A DOUBLE FIZZLE this summer, I, Robot comes off as a C-grade Blade Runner wanna-be, with Will Smith chasing the distant footsteps of Harrison Ford. It's a pity because the film, based on the three famous robot laws of Isaac Asimov, had plenty of potential, and Smith is one of the few young stars today to show Ford's same confident charm before the camera. (I speak of Ford's early Star-Wars-and-Indiana-Jones-period ease, lately ossified into a scowl.) On DVD Dec. 14, the movie fuses sci-fi and detective genre elements in 2035 Chicago; Smith is a cop, unlike Ford's bounty hunter, but they share a common suspicion of androids who claim to have human emotions. Unfortunately, the murder Smith investigates only leads to car chases, flying glass, and CGI swarms of rebellion-minded robots, with the smart stuff getting trampled underfoot.

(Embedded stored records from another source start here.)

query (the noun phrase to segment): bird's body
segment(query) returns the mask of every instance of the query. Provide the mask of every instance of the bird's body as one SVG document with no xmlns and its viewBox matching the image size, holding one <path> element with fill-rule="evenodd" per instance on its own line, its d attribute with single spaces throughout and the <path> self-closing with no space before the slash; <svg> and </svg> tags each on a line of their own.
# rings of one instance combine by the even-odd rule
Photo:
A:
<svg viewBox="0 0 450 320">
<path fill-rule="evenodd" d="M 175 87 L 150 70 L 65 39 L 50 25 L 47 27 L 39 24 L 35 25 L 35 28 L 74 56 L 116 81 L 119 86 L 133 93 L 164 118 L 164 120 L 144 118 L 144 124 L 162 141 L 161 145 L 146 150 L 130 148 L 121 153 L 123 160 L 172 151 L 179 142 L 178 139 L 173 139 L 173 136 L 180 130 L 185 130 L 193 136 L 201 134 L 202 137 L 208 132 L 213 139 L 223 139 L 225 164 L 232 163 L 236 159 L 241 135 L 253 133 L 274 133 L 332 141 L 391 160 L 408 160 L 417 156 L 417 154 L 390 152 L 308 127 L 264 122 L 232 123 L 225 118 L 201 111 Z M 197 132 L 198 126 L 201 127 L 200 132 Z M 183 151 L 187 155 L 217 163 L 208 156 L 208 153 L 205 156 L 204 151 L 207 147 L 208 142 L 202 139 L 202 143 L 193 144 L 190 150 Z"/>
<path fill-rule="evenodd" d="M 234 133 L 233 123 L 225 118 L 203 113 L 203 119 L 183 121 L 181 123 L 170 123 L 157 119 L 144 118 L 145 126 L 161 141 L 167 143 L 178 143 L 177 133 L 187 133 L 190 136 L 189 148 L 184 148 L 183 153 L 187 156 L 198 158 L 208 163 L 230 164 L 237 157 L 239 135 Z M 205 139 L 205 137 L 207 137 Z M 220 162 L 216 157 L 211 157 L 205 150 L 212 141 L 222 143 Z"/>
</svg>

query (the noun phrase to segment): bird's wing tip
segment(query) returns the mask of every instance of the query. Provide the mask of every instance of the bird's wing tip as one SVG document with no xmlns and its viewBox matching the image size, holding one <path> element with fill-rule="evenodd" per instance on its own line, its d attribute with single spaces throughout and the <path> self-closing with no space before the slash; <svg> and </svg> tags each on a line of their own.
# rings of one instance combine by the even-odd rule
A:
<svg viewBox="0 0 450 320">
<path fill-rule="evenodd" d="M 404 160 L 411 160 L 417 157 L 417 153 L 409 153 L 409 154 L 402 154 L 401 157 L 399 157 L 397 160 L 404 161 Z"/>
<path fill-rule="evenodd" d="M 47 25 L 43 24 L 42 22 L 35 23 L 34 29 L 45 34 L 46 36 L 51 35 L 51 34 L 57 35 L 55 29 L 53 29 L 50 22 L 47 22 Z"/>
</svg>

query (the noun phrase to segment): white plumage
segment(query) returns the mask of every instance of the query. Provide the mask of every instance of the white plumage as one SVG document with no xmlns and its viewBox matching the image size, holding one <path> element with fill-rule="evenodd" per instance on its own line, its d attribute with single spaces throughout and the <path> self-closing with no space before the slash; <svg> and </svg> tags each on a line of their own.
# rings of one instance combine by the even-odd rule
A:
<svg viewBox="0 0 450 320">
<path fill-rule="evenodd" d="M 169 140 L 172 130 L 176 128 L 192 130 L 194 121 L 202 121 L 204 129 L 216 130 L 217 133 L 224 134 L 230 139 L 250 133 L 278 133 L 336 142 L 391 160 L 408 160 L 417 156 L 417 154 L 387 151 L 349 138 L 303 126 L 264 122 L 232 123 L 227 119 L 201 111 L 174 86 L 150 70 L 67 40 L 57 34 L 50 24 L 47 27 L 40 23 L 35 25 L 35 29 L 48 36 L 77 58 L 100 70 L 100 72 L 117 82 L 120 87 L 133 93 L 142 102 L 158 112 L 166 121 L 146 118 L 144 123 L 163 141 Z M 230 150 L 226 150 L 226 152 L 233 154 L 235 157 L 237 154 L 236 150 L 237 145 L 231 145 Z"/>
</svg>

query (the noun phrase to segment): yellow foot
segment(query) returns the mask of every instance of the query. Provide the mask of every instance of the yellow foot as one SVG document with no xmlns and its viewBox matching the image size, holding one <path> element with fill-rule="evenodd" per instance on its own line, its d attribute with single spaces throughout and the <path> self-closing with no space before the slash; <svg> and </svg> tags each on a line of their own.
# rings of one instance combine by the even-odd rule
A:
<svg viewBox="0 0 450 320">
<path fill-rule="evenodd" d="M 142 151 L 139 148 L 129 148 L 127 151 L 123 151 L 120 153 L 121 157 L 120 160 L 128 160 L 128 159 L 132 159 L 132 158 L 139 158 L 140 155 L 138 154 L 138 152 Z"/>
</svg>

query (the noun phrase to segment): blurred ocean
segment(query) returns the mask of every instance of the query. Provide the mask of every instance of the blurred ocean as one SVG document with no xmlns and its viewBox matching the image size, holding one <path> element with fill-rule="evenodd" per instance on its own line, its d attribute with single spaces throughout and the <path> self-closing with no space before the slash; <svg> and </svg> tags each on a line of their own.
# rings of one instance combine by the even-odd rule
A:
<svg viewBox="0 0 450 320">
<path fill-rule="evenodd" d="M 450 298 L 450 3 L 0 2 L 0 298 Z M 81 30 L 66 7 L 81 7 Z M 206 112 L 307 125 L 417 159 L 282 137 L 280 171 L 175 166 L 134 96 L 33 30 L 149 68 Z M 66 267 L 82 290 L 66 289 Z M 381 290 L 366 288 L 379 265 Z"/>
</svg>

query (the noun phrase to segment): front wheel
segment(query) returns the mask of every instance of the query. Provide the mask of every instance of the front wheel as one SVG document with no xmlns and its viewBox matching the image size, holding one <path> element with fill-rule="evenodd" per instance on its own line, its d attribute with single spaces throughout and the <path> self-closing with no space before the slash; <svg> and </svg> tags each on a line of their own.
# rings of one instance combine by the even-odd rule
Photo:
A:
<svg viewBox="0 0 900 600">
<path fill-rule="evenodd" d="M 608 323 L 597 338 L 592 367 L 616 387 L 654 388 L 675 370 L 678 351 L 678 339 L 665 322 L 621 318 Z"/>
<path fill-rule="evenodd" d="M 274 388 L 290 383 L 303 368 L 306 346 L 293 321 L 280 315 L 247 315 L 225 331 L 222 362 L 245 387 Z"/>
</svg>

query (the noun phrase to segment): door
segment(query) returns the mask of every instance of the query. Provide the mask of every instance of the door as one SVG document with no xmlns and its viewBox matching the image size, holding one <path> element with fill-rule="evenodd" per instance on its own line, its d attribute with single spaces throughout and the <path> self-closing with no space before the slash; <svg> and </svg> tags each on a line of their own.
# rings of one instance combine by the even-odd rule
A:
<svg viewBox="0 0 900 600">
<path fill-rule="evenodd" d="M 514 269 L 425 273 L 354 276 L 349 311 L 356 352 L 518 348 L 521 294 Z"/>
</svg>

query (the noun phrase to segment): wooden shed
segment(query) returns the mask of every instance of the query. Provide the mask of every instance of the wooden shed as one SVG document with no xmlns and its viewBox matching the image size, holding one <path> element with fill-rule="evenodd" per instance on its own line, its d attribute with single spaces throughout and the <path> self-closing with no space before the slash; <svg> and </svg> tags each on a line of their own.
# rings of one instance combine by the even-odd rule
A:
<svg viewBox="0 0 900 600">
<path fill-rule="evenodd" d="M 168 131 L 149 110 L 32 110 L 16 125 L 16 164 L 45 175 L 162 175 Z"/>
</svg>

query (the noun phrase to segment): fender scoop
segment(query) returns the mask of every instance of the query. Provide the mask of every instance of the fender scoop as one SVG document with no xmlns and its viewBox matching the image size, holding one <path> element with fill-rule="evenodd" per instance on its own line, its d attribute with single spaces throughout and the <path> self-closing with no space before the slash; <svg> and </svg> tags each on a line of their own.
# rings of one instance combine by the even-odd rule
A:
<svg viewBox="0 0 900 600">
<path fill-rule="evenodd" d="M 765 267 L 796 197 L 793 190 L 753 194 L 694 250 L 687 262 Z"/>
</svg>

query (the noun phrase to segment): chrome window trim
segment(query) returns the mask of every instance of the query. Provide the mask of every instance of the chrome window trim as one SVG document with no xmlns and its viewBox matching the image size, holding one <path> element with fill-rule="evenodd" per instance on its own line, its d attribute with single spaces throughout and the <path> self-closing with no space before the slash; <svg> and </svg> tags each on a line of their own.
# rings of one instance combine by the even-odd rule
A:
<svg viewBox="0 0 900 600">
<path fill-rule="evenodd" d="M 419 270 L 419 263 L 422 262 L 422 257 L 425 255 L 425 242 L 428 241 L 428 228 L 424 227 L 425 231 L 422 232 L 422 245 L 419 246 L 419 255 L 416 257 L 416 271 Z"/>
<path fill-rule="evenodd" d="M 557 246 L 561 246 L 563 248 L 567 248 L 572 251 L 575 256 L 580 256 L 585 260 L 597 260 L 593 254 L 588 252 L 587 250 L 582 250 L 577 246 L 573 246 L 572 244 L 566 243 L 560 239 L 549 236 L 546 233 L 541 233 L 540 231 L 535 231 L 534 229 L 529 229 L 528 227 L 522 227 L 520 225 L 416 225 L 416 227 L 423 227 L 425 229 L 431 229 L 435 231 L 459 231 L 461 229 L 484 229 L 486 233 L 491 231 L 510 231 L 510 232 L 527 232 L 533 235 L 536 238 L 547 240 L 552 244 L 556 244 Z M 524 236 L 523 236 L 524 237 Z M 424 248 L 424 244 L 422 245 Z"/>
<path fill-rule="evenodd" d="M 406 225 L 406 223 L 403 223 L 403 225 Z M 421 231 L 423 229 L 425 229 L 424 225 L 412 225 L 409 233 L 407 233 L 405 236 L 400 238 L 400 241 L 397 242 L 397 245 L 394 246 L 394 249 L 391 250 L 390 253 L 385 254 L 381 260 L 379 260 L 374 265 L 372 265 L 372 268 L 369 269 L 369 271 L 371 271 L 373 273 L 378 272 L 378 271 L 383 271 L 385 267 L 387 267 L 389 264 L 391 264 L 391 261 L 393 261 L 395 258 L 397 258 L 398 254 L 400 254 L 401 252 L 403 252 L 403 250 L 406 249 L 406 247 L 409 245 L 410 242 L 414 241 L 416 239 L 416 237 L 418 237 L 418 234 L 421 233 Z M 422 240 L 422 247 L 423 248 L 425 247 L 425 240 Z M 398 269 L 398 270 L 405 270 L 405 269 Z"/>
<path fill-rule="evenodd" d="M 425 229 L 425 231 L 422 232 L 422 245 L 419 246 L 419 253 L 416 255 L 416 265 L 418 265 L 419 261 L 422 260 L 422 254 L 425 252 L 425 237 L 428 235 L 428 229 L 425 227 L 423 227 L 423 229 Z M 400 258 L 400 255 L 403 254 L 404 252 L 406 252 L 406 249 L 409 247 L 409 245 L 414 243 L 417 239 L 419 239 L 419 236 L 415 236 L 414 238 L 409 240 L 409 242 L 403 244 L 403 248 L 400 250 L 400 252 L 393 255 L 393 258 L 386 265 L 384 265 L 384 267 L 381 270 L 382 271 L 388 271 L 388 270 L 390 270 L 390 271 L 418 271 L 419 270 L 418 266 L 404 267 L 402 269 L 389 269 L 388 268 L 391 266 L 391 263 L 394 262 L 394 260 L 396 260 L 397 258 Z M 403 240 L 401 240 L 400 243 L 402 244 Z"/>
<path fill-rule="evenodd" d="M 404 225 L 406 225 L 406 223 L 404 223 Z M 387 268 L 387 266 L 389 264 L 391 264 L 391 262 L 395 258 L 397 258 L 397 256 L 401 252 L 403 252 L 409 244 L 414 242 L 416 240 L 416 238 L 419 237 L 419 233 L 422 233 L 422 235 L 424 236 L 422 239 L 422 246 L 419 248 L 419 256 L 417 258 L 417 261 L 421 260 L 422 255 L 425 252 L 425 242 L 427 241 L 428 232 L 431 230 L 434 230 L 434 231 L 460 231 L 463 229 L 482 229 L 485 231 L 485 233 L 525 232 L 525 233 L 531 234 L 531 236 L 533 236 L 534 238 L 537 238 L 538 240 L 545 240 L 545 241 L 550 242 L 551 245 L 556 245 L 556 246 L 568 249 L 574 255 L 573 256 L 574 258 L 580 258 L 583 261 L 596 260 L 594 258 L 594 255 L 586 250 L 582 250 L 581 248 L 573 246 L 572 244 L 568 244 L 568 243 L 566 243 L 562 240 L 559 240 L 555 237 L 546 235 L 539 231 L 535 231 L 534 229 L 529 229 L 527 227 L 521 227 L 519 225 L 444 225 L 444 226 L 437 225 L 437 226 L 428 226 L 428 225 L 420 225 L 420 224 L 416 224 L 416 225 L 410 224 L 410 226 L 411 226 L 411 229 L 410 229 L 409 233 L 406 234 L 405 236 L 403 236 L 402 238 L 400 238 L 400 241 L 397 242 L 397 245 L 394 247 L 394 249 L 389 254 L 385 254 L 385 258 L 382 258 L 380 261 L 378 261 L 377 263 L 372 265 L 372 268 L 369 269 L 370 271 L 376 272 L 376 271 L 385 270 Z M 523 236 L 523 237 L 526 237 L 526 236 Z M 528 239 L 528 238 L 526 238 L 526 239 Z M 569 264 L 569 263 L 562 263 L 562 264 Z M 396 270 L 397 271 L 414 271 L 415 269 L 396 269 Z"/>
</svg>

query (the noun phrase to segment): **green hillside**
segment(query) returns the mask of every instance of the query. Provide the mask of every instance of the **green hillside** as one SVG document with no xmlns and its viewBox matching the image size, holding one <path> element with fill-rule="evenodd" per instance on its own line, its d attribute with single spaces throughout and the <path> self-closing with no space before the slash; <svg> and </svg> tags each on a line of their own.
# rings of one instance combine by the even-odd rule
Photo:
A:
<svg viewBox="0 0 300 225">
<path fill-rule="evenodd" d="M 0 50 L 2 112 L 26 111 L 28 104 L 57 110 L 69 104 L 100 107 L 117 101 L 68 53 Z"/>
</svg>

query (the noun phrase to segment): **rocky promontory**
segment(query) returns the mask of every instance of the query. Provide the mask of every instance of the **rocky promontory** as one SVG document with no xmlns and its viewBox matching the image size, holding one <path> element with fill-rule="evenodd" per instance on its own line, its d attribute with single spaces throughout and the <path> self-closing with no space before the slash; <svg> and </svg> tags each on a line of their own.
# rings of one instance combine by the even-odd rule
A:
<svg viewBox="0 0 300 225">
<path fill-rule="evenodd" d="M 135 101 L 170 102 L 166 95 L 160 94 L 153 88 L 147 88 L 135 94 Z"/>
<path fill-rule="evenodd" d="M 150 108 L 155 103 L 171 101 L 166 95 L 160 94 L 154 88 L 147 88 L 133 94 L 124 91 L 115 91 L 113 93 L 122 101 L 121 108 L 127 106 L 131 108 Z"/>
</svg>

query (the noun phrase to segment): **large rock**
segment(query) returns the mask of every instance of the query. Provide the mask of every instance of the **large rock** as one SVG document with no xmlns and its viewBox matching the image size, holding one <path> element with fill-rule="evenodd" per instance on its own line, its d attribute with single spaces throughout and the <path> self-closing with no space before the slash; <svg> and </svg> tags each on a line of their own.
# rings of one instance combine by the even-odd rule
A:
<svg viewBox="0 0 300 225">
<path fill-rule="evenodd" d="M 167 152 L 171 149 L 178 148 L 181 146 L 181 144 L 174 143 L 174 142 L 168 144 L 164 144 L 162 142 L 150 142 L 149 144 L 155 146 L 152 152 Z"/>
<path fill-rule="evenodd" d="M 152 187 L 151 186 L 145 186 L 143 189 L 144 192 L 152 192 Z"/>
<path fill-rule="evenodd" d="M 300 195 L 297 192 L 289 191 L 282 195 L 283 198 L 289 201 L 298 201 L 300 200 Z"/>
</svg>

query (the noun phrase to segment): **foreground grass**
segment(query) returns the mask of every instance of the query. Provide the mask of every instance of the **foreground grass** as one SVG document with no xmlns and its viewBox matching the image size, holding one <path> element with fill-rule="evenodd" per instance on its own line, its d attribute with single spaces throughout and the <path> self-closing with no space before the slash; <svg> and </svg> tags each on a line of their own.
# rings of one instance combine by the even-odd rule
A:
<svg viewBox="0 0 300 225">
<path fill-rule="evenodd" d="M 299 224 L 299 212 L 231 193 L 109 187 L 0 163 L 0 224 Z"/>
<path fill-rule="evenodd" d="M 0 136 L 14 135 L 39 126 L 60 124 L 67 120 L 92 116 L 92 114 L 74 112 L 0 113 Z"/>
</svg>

On the commentary, one senses how director Alex Proyas (Dark City) and co-writer Akiva Goldsman (an Oscar winner for A Beautiful Mind) got caught between two different scripts (one sci-fi, the other a murder mystery) and their powerful star. The studio- mandated result had to be "not grim and ultimately hopeful," per Goldsman. The cheerful outcome is a long way from Blade Runner's future noir or Robocop's police-state satire. Other extras lend little to the movie.
Even the future isn't that interesting. Smith's supposedly old-school cop wears retro Converse high-tops but drives a swoopy new Audi on highways that are always suspiciously empty. Apparently the mid–21st century's transportation problems have been solved by, yes, a monorail! When, in one of the movie's few good plot twists, an injured Smith reveals a robotic arm, I, Robot could've turned brilliant by making its robo-phobic hero a cyborg himself. But that kind of paranoid Philip K. Dick reversal may have to wait another 31 years.
DEC. 7 BRINGS The Bourne Supremacy to disc, along with The Ultimate Matrix Collection (see p.22 in this week's gift guide) and David Lynch's 1990 Wild at Heart (with cast and filmmaker interviews among other extras). Three Buster Keaton movies, including The Cameraman, are bundled with some documentaries on the silent-era star; director George Stevens also gets a tribute set containing Gunga Din. Vince Vaughn and Ben Stiller play dirty in Dodgeball: A True Underdog Story. Maria Full of Grace may earn star Catalina Sandino Moreno an Oscar nom. And Criterion has a new two-disc edition of Fritz Lang's brilliant 1931 crime thriller, M.